Pendant quelque temps, le scow dériva plutôt qu’il ne fit voile le long du rivage occidental, poussé par un léger courant d’air venant du sud. Il avançait lentement, car il ne faisait pas deux milles par heure ; mais les deux amis s’aperçurent que non-seulement il était chassé vers la pointe où ils désiraient arriver, mais que sa marche était tout aussi rapide que l’exigeaient l’heure et les circonstances. On parla peu pendant ce trajet ; les deux sœurs mêmes gardèrent le silence, et le peu qui fut dit avait pour objet la délivrance de Hist. L’Indien était calme en apparence ; mais, à mesure que les minutes s’écoulaient, son émotion devint de plus en plus vive, et elle s’accrut enfin à un tel point, qu’elle eût satisfait les désirs de la maîtresse la plus exigeante.
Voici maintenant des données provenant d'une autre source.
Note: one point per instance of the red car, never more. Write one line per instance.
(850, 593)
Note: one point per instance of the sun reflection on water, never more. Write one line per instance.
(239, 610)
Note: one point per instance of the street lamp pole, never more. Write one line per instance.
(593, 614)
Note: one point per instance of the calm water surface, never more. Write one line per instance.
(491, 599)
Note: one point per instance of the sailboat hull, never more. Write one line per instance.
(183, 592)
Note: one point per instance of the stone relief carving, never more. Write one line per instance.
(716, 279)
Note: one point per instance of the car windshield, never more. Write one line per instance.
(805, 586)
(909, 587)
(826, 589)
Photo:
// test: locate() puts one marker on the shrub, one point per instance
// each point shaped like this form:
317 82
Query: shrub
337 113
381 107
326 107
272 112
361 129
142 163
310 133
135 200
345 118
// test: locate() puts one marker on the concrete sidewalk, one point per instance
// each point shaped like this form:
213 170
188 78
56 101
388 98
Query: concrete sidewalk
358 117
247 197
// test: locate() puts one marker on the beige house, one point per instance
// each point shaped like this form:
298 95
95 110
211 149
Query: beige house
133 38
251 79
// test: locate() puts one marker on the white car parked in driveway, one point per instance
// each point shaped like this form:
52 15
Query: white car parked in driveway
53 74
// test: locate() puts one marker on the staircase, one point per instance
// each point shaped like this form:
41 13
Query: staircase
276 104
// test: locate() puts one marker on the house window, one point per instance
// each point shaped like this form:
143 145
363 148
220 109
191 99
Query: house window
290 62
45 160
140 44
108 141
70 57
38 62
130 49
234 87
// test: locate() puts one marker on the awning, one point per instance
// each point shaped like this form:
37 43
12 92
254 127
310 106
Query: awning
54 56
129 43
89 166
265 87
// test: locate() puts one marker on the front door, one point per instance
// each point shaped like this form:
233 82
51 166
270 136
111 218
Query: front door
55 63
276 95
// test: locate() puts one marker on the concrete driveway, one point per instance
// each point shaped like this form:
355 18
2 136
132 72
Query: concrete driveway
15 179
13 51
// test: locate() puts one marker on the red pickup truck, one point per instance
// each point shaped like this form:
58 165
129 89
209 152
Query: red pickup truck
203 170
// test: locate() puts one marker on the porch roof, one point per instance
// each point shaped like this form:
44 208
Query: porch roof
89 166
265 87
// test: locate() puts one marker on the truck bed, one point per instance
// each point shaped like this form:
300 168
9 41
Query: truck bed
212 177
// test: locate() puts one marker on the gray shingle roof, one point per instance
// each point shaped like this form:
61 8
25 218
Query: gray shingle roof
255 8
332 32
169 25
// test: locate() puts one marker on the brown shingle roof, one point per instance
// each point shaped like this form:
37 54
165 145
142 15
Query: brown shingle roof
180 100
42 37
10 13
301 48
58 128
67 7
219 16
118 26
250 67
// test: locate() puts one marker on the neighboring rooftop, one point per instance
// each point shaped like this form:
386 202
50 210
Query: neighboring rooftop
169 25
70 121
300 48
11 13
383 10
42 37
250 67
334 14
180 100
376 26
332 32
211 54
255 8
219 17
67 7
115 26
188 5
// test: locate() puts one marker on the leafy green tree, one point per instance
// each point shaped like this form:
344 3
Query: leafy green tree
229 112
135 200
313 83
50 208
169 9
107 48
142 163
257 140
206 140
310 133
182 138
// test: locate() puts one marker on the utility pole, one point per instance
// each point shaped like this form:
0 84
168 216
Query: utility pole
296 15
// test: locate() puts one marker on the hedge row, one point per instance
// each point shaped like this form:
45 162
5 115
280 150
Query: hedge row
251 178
Deerslayer fit entrer le scow dans les baies, autant que le permettait la prudence, dans le double but de naviguer à l’ombre des bois, et de découvrir tous les indices de campement qui pourraient être aperçus sur le rivage. Ils avaient ainsi doublé une pointe basse, et déjà ils étaient dans la baie à l’extrémité septentrionale de laquelle ils devaient s’arrêter. Ils n’avaient plus qu’un quart de mille à faire, quand Chingachgook s’approcha silencieusement de son ami dont il dirigea l’attention vers un point situé directement devant eux. Un petit feu brillait sur l’extrême lisière des buissons qui couvraient la rive au sud de la pointe ; circonstance qui ne leur permit pas de douter que les Indiens n’eussent soudainement transféré leur camp précisément à la langue de terre où Hist leur avait donné rendez-vous.